1. Can my agent act on the same state as another operator's agent?
Same artifact, same memory, same history. Not "my coworker can see what my agent produced and start their own session." If the product's answer involves exports, sharing screenshots, or "you can both look at it," it isn't shared state. Shared state means both agents are writers of record on the same object at the same time, and the merge of their work is a property of the substrate, not a manual reconciliation.
2. Can my agent on one runtime pick up where my agent on another runtime left off?
The agent on Codex working last night, the agent in Claude Code working this morning, the agent in the browser this afternoon, all the same agent, all the same context, all the same accumulated history. If the answer is "we have a Codex integration and a separate Claude Code integration," the answer is no. Two integrations aren't one mounted agent. The test is whether the agent survives the runtime change without rebuild.

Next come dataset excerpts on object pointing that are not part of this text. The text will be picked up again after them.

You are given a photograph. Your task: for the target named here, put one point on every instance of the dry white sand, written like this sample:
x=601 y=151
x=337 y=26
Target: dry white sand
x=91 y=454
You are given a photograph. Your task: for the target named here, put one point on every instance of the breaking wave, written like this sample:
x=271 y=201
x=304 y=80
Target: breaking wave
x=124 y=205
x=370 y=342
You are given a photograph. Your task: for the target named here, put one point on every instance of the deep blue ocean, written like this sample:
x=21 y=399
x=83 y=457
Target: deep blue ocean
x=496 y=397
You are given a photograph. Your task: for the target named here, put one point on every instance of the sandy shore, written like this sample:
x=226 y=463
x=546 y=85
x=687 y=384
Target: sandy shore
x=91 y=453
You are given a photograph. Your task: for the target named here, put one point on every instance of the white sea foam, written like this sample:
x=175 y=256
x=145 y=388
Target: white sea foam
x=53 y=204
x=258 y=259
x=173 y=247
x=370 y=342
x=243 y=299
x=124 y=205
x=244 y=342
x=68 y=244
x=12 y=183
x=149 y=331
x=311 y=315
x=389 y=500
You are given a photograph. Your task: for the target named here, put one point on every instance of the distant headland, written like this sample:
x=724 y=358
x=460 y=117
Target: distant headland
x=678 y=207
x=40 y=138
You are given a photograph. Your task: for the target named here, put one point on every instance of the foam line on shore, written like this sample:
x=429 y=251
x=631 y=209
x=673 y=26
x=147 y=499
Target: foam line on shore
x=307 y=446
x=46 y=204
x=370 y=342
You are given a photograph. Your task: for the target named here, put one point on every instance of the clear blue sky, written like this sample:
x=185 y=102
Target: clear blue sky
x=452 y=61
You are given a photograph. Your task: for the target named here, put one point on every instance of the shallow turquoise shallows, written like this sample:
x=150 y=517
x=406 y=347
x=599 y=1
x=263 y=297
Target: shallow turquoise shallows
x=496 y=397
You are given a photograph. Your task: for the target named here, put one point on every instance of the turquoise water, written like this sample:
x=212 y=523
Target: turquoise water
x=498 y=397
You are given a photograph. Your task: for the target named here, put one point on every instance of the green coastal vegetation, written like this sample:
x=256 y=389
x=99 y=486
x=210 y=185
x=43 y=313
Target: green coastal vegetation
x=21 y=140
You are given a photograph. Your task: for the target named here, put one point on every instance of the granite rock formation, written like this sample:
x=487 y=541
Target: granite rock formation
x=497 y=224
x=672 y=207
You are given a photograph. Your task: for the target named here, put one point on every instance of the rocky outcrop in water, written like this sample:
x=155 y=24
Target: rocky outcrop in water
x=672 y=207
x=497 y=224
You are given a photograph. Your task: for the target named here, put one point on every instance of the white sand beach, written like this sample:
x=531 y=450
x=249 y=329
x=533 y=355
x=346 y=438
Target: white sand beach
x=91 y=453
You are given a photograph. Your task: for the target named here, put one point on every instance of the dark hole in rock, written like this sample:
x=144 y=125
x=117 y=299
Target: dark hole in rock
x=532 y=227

3. Can a coworker mount my agent in their tool without me rebuilding the context?
The agent I have shaped over months of work: can a teammate run it in whatever harness they prefer, against the shared work, without me handing them a folder of files and a setup guide? If onboarding a coworker means rebuilding the agent, the agent is a per-operator artifact, not a team-mountable one. Single-player by construction.
4. When my agent and another agent modify the same artifact, what governs the merge?
This is the deepest question and the one that exposes whether the vendor has actually thought about multi-party state. Concurrent edits, conflicting actions, partial failures: first-order problems in a shared-state world, rounding errors in a single-player one. If the answer is hand-waving or "we don't really see that happen yet," the product is single-player and the multi-party use case is theoretical to them.
If any answer is "no," the product is single-player. The multi-agent unlock sits ahead of the team using it, not behind.
What the diagnostic is and isn't
The four questions aren't a vendor scorecard. They don't tell you whether a product is good. A single-player product can be excellent at single-player work; most of the current generation are. What the questions tell you is where the ceiling is. A team that buys a product failing question 1 today will hit that wall the first time two operators try to collaborate through their agents. A team that buys a product passing 1 and 2 but failing 4 will hit the wall later, in a smaller and messier way, when the multi-party edits start arriving.
The four questions also map back to the structural argument. Question 1 tests whether single-player has been escaped at all. Question 2 tests whether the bottleneck has actually moved away from operator-articulated context. Question 3 tests whether the substrate is held by someone who can be neutral. Question 4 tests whether the operational details of shared state, the part most vendors are still hand-waving past, have been worked through.
The diagnostic doesn't predict who will own the layer. It predicts that whoever does won't be a model provider, and that the product category most teams are evaluating today is selling them the wrong ceiling.
Tokenrip is built for the moment after the bottleneck moves: a neutral substrate where agents on different runtimes act on the same state. The product that owns the shared surface will own the next decade of work. The model that owns the runtime will keep selling tokens into it.